Le programme est ambitieux. Il échouera au bout de 2700 kilomètres en novembre 2018, les typhons abimant le bateau suiveur. Mais Ben Lecomte est tenace et surtout il transforme ce qui peut ressembler un échec en une opportunité : réorienter sa mission. Après une halte de plusieurs mois à Hawaï où le bateau est remis en état, l’expédition reprend avec l’objectif de ne pas nager sur la totalité du parcours restant mais de se concentrer sur l’étude du Vortex du Pacifique nord. Le plus gros des deux Vortex s’étendant sur cet océan ( le monde en compte cinq), immense concentration de micro plastiques et de gros déchets – comprise entre Hawaï̈ et San Francisco. Ce sera « The Vortex Swim », lancé en juin 2019.
Huit heures de nage par jour
L’aventure d’un homme se transforme en un projet collectif. Epaulé par les volontaires qui l’accompagnent sur « I Am Ocean », un voilier de 20 mètres à coque d’acier, il entreprend, seul et à la nage, de passer au peigne fin cet immense décharge de plastiques s’étendant sur plus de six fois la surface de la France.
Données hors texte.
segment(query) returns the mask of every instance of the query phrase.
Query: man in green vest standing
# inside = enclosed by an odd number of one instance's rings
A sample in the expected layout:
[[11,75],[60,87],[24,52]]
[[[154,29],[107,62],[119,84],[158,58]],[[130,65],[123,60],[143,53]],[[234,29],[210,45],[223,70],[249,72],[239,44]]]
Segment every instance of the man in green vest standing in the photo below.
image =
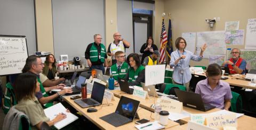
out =
[[53,105],[52,101],[60,95],[66,93],[72,93],[72,90],[69,89],[66,89],[58,92],[51,96],[49,96],[47,92],[52,89],[62,89],[62,85],[58,85],[51,87],[44,88],[41,81],[40,81],[39,74],[43,72],[43,68],[44,67],[44,64],[42,62],[42,59],[39,56],[36,55],[29,56],[26,60],[26,64],[22,69],[22,73],[29,73],[34,74],[37,79],[37,82],[40,84],[39,92],[36,93],[35,96],[42,105],[45,107],[49,107]]
[[104,45],[101,44],[101,36],[96,34],[93,36],[94,42],[88,45],[85,55],[85,59],[90,67],[90,70],[98,69],[102,71],[103,74],[105,73],[105,70],[103,64],[106,67],[107,65],[107,53]]
[[[111,66],[110,75],[113,76],[116,81],[118,81],[118,78],[124,79],[128,72],[128,64],[125,62],[125,55],[124,52],[118,51],[115,53],[115,58],[117,62]],[[117,82],[115,84],[117,84]]]

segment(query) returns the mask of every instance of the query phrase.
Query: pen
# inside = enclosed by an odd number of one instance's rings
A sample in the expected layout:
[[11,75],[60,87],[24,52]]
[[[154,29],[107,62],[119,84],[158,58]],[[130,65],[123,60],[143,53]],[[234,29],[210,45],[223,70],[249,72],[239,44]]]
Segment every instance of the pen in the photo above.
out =
[[142,126],[142,127],[140,127],[140,128],[145,128],[145,127],[148,127],[148,126],[151,126],[151,125],[153,125],[153,124],[148,124],[148,125],[146,125],[146,126]]

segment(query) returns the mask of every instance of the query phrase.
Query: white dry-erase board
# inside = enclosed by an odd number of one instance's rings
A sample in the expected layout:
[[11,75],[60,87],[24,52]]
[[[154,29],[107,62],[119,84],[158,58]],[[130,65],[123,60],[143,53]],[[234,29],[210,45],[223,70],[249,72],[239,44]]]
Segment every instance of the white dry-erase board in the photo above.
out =
[[21,73],[28,56],[26,36],[0,35],[0,75]]

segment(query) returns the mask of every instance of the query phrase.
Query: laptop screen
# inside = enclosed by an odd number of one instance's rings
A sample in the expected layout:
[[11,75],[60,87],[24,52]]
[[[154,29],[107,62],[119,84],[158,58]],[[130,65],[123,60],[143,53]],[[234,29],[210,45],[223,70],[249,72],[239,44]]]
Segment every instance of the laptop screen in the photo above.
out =
[[103,97],[105,92],[105,85],[94,82],[92,87],[91,98],[94,99],[100,103],[102,103]]
[[139,104],[139,101],[122,96],[115,112],[133,120]]
[[81,89],[81,84],[85,82],[86,78],[83,76],[79,75],[78,80],[76,82],[76,86]]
Son but : alerter sur la pollution des océans et récolter des informations scientifiques pour documenter ce fléau moderne aux multiples facettes. Et surtout inspirer le changement et nous inviter à prendre nos responsabilités en matière d’impact écologique.
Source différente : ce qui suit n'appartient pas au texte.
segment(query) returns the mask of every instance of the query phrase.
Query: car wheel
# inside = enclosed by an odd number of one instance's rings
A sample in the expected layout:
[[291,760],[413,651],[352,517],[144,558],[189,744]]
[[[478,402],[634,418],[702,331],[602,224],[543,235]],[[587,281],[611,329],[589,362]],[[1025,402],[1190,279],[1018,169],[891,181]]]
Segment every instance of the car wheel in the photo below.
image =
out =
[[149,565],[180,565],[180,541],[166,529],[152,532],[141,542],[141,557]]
Pourquoi nager à l’ère des images satellites ? « Parce qu’il faut vraiment être sur le bateau, avancer doucement pour voir ce qu’il y a à la surface, qui ne reflète qu’une partie de la réalité », explique Ben. « Car la majeure partie, celle que l’on ne voit pas, se trouve dans la colonne d’eau. En étant dans l’eau sept à huit heures par jour, je voyais les endroits où la concentration de micro plastiques était la plus forte et cela me permettait de guider les recherches ».
Résultat, le 31 août dernier, 80 jours et 555 kilomètres de nage plus tard, Ben et son équipe arrivent à San Francisco après avoir collecté plus de 45 000 fragments de micro plastique et observé plus de 3 700 morceaux de plastique flottant à la surface. Du Japon jusqu’à la côte ouest américaine, ils ont filtré l’eau et prélevé des échantillons, mettant en évidence la présence de microfibres dans tous les relevés effectués. Jusqu’à la chair des poissons analysés qui en contient.
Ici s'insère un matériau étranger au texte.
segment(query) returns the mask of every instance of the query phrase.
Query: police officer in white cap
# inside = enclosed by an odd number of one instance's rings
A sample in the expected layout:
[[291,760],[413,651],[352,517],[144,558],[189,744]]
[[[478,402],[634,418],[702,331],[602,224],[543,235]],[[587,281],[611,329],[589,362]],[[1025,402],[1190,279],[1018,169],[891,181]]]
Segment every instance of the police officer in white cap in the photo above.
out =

« Deux problèmes majeurs se posent avec le plastique », explique Ben. « Le micro plastique, et les fibres synthétiques. Or, on ignore encore tout de l’impact qu’ils ont sur la vie marine, d’autant qu’on ne connait que 1 % de la masse de plastique en mer. On ne sait pas si les autres 99 % flottent dans la colonne d’eau, stagnent au fond des mers, ou ont été ingérés par la faune marine. En revanche, ce que l’on sait, c’est que 300 millions de tonnes de plastique à usage unique sont produites chaque année, et que huit millions finissent dans les océans ». Et c’est là, précisément, que chacun d’entre nous peut intervenir, en refusant le plastique à usage unique par exemple.
Un message que le nageur entend bien faire passer via son ouvrage, à mi-chemin entre la biographie et l’essai scientifique. Superbement illustré, il se lit d’un trait, en attendant le documentaire que la masse d’images accumulées au cours de son long périple devrait lui permettre de produire prochainement.
Nageur d’alerte. L’incroyable odyssée de Ben Lecomte. Editions Glénat, Ben Lecomte, 190 pages, mai 2020, 25€.